The Turkish Get Up and I go way back.
All the way back to 2015 when I learned how to do one.
Ok so I exaggerated a bit. Having done my first Turkish Get Up four years ago, my love affair with this insanely effective movement pattern has actually been very short lived thus far…but I intend to keep the passion alive for all of my fitness eternity.
WTF is a Turkish Get Up and WTF does it do?
For the sake of ease, let’s just call it the TGU.
From a more simplistic standpoint, it’s a highly dynamic movement that immediately translates to lifting heavy sh*t. For lack of a less morbid description, the TGU entails a series of methodical movements that demand you transition your body through multiple planes – from lying down to standing up and back to lying down – without crushing your head with the weight (usually a kettlebell) that’s stabilized overhead from start to finish.
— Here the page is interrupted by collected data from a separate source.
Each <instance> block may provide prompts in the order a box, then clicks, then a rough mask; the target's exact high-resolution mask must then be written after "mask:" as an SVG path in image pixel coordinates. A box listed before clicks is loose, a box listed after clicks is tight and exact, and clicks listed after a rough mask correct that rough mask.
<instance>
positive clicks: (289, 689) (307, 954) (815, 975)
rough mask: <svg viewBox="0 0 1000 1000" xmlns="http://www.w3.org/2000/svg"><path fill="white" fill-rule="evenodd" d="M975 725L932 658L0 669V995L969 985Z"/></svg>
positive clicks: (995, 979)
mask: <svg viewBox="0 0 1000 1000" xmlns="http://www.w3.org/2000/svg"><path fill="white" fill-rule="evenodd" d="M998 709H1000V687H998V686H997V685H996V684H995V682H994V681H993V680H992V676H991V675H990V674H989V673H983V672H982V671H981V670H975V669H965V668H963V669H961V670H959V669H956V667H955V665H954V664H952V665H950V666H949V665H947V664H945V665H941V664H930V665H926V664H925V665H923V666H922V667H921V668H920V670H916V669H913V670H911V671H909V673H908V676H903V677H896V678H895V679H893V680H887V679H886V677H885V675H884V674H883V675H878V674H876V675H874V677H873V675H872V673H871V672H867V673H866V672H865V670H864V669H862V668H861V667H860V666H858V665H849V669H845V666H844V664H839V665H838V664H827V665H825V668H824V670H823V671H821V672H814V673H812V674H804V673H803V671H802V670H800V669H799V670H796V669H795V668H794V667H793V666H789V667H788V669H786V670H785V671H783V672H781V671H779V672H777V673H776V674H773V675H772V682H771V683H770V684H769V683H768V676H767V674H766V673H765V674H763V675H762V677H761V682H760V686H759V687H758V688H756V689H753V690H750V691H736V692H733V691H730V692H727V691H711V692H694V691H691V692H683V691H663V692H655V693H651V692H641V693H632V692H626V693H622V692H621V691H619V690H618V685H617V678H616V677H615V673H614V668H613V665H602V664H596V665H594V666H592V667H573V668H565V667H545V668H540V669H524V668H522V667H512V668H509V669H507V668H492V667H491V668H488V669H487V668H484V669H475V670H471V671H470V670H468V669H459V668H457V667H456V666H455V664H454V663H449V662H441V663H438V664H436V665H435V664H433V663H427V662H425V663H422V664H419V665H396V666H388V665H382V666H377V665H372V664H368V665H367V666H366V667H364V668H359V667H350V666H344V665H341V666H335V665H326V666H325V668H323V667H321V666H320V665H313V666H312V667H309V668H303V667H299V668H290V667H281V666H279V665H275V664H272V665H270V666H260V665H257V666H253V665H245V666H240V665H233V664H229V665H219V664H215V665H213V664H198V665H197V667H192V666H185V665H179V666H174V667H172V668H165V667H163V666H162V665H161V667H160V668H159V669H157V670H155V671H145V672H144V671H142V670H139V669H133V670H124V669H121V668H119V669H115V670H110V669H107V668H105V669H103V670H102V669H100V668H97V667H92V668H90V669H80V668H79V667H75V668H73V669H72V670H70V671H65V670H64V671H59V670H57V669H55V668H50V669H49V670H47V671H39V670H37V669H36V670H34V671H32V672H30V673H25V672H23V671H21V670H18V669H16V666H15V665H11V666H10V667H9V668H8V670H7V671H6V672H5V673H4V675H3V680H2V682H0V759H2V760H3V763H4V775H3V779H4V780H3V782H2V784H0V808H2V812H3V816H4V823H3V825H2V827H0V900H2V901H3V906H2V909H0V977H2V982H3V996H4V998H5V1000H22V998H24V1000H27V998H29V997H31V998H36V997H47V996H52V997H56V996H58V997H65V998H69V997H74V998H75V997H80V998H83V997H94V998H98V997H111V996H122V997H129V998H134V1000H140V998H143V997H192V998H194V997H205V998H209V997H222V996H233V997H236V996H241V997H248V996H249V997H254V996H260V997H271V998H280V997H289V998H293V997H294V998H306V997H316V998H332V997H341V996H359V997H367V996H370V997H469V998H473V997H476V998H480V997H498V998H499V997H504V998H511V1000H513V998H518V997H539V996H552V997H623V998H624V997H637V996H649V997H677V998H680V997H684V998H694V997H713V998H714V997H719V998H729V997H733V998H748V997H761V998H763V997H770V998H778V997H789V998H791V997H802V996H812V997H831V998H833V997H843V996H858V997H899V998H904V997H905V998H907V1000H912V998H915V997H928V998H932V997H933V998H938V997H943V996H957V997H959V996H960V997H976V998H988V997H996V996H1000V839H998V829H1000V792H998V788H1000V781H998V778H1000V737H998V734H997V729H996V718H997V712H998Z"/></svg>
But the better question is…what does it NOT do? The TGU wraps upper body strength, lower body strength, core strength, mobility, motor function, and overall stability into one magnificent movement. It requires focus, composure, control, and plenty of patience.
Why do a TGU?
I could write a novel on this, but let’s keep it basic for now…
Safety first, kiddos…
If you’ve made it this far into an article about one singular movement pattern…congratulations. Your attention span is greater than most. But the more important note I want to make relates to training your TGU. For your safety (and my peace of mind), please don’t just go picking up a kettlebell, slinging it overhead, and attempting a TGU if you’ve never in your life performed one.
If you’re eager, do some research (StrongFirst is the gold standard in kettlebell training and has an entire library’s worth of content surrounding the TGU). Watch videos. Start with a LIGHT weight. Better yet…start with a shoe balanced on top of a closed fist (this is how I learned it). Sounds ridiculous, but it’s actually very tricky to perform a TGU with a lightweight shoe and keep it balanced from start to finish.
As I said, the TGU is a complex and highly dynamic movement pattern…one which requires training. You’re best off first learning this movement from a fitness professional that understands it and knows how to coach it (note: there is a huge difference between someone being able to DO the movement, and someone being able to COACH the movement).
And if you’re NOT new to the TGU, but simply haven’t trained it in a while…what’s the hold up!?!?